Cleaning and Sanitizing Agents

The variety of chemicals that you can use to clean and sanitize your homebrewing equipment includes iodine-based products, chlorine-based products, caustics, ammonia, and a couple environmentally safe cleansers that contain percarbonates.

The following bits of information are some pros and cons to the use of these various chemicals:

Ammonia is best used for cleaning bottles in a dilution of 1 cup of ammonia to 5 gallons of water -if you can stand the pungent odor. If you use ammonia for sanitizing, be sure to give your equipment a thorough hot-water rinse.

Chlorine can be found in simple household bleach, which is very effective and cost-efficient for cleaning homebrewing equipment. A 1 ounce per gallon dilution ratio is sufficient. Be sure to buy unscented bleach and to rinse all equipment thoroughly with hot water.

NOTE: Never mix ammonia with chlorine bleach; this combination releases toxic chlorine gas.

Iodine-based sanitizers are widely used in the medical field and the restaurant and commercial brewing industries as a disinfectant. You can apply the disinfectant properties of iodine to homebrewing but note that it stains plastics as well as human skin. Although iodine-based products may vary in strength, the typical dilution ratio is 1 ounce per 5 gallons of water.
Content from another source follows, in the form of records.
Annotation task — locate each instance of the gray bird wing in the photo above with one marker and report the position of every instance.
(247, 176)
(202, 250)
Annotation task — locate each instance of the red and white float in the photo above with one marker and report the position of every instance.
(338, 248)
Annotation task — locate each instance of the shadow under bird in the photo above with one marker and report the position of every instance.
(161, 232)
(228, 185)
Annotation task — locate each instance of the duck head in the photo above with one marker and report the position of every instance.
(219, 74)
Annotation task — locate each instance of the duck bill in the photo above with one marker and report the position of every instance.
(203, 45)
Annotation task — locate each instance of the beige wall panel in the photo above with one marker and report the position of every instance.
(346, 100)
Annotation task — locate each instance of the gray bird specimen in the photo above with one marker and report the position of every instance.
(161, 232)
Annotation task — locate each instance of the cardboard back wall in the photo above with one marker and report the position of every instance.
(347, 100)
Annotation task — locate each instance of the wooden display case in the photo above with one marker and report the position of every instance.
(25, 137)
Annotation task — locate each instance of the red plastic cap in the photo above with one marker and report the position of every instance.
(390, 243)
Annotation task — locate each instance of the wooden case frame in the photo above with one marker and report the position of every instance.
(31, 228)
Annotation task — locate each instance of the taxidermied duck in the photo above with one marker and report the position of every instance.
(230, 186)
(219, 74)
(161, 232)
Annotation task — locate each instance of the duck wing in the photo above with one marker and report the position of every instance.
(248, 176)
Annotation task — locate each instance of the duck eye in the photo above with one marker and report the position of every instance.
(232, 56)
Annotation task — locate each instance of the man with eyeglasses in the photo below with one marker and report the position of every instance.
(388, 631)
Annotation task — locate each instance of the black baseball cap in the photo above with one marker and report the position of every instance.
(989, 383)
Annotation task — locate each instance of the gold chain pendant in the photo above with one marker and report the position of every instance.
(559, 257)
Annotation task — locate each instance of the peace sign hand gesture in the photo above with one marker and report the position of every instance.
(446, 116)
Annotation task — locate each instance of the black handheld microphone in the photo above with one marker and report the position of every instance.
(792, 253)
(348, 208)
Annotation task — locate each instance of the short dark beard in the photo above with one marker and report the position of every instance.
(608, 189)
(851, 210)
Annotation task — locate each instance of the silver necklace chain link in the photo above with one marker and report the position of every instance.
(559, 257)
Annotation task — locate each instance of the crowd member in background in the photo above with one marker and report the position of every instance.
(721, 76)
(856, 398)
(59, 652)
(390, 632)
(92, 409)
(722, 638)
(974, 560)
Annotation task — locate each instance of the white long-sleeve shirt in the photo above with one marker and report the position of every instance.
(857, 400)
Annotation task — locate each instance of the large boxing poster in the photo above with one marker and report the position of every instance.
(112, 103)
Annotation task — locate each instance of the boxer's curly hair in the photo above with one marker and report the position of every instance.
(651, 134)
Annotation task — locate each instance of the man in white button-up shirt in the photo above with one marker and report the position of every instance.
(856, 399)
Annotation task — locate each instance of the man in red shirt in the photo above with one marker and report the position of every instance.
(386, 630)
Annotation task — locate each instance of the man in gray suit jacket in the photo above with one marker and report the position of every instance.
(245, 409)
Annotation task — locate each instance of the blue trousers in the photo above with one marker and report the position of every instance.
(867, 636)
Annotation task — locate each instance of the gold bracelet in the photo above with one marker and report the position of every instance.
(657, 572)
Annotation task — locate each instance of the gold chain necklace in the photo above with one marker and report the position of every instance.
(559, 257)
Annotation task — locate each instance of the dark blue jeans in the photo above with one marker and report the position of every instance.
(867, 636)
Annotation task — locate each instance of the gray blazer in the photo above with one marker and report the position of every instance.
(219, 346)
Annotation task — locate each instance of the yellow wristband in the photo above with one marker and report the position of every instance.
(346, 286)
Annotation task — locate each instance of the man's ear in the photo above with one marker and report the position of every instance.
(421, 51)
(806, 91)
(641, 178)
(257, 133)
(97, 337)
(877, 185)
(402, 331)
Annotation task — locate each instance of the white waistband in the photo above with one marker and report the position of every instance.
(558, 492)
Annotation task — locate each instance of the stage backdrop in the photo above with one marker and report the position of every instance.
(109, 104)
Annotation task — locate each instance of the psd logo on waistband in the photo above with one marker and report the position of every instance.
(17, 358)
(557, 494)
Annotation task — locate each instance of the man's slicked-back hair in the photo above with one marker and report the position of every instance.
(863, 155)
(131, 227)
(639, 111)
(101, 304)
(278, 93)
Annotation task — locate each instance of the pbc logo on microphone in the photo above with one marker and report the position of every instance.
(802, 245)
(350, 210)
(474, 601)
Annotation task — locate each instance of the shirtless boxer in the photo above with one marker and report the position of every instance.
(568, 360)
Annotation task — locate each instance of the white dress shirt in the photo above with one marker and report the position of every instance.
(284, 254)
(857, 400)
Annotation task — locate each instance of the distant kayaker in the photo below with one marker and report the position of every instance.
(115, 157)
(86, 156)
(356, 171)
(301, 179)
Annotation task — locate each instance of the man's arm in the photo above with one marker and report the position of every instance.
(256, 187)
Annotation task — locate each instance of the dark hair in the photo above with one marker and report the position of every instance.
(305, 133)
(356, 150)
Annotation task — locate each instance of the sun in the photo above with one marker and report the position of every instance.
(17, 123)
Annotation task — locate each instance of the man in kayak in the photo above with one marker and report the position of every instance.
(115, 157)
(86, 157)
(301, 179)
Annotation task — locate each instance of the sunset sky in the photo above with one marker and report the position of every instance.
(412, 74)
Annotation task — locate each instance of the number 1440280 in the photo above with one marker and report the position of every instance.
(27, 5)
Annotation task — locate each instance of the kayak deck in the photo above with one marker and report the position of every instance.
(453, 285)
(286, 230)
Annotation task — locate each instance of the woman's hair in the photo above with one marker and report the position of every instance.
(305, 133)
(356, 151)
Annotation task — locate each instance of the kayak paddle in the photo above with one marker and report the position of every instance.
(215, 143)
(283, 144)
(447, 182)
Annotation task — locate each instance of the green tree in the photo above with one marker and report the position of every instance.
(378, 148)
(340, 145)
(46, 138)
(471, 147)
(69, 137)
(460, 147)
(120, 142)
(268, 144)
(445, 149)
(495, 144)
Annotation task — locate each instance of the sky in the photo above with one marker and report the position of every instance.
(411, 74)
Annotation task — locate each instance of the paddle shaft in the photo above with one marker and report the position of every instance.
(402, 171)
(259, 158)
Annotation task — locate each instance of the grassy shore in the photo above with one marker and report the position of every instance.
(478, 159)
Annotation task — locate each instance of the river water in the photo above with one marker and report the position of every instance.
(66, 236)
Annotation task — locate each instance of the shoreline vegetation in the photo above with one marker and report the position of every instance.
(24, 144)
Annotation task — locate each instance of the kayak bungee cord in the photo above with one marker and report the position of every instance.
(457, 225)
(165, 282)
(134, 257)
Lye is a caustic that you want to use only to remove the most stubborn stains and obstinate organic material from bottles or glass carboys. Technically, caustics are not considered sanitizers, but cleansers. However, most small concentrations of caustic material dissolve and kill almost any bacteria along with organic buildup.

Percarbonates accomplish their cleaning activity with oxygen molecules; they produce oxygen bubbles and help to loosen soils. Because of the unique method employed by percarbonates, sanitizers that work with them do not require rinsing.

Sodium Metabisulphite is another food-grade sanitizer that doesn’t require rinsing. A 4-ounce-to-1-gallon dilution is a standard mixture, but at larger volumes, this is not very cost effective.

Tri-Sodium Phosphate (TSP) is a safe and effective non-sudsing powdered cleanser good for cleaning beer bottles, glass carboys, and even glasses used for beer drinking. This is not a sanitizer, however, and thorough rinsing is required.

The capacity of these products to clean and sanitize homebrewing equipment is in direct proportion to the way in which they are used, meaning, if you don’t follow instructions, don’t blame the manufacturer for a blown batch of beer. Keep in mind dilution rates and contact times are important variables to consider when cleaning and sanitizing. Read all product instructions before using and wear appropriate safety equipment such as rubber gloves and goggles as recommended.